EPA has closed what appeared to some to be a loophole in the proposal, the report said. From a federal perspective, new sources are covered under section 111(b) of the Clean Air Act, not 111(d). The emissions rate for new combined cycle natural gas units in the New Source Standards is high enough that an efficient new unit can meet that limit without additional measures. If compliance is being measured in tons of CO2, then a state could conceivably achieve a large reduction in covered emissions by replacing existing fossil units with new combined cycle natural gas.
This was likely also what the EPA had in mind when the proposal was first crafted, however in the meantime, concerns about methane emissions and fracking during natural gas production have “soured” much of the environmental community on natural gas power generation, said the study. Furthermore, while the annual emissions of a new combined cycle natural gas plant are lower than the emissions of most of the existing units which would be replaced, since the new plants would presumably continue to operate for several decades the EPA views this as a net increase in emissions.
As a result of these concerns, states are required to address “leakage” in their plans, which means that a state must demonstrate that its compliance plan for existing fossil units will not incentivize the construction of new ones, the study added. The nature of how a rate-based plan operates is considered sufficient to address leakage concerns. In mass-based plans, leakage is considered an inherent vulnerability.
The two solutions proposed by the EPA are that the state use its regulatory and legislative authorities to include new combined cycle natural gas units in its allowance trading program, or employ an allowance allocation scheme designed to preferentially incentivize generation from existing natural gas units over new, the study pointed out.
“Consecutive waves of coal unit retirements due to EPA regulations for other pollutants, rapid expansion of combined cycle natural gas capacity driven by low gas prices, and unprecedented deployment of new wind and solar has achieved a large portion of early emissions reductions required by the rule,” the study said. “Although many states would not be able to comply in 2022 under either a mass-based or rate-based rule individually without taking actions beyond what is already planned, under the hypothetical scenario of all the states choosing compatible trading ready plans the nation as a whole is in compliance in the first 1-2 years of the program. This is not a probable scenario. In reality, how each of the states are positioned in 2022 depends on whether the states with over-compliance to trade choose to participate in the same type of plan.”

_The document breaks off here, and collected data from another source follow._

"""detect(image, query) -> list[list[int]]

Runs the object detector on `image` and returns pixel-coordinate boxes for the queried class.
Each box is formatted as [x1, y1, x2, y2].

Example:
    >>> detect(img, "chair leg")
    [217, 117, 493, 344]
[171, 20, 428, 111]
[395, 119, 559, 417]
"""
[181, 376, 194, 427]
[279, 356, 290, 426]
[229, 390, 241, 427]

The range of coal burn shown in the study reflects the impact of varying average annual load growth between 0 percent and 0.5 percent relative to total 2014 EGU coal burn and 2014 coal burn only by units which have not announced retirement or gas conversion plans prior to 2022. Decreasing projected natural gas prices by 10 percent reduces coal burn by about 40 million tons in 2022 and 12 million tons in 2030, with a corresponding increase in gas consumption of 600 Bcf in 2022 and 170 Bcf in 2030.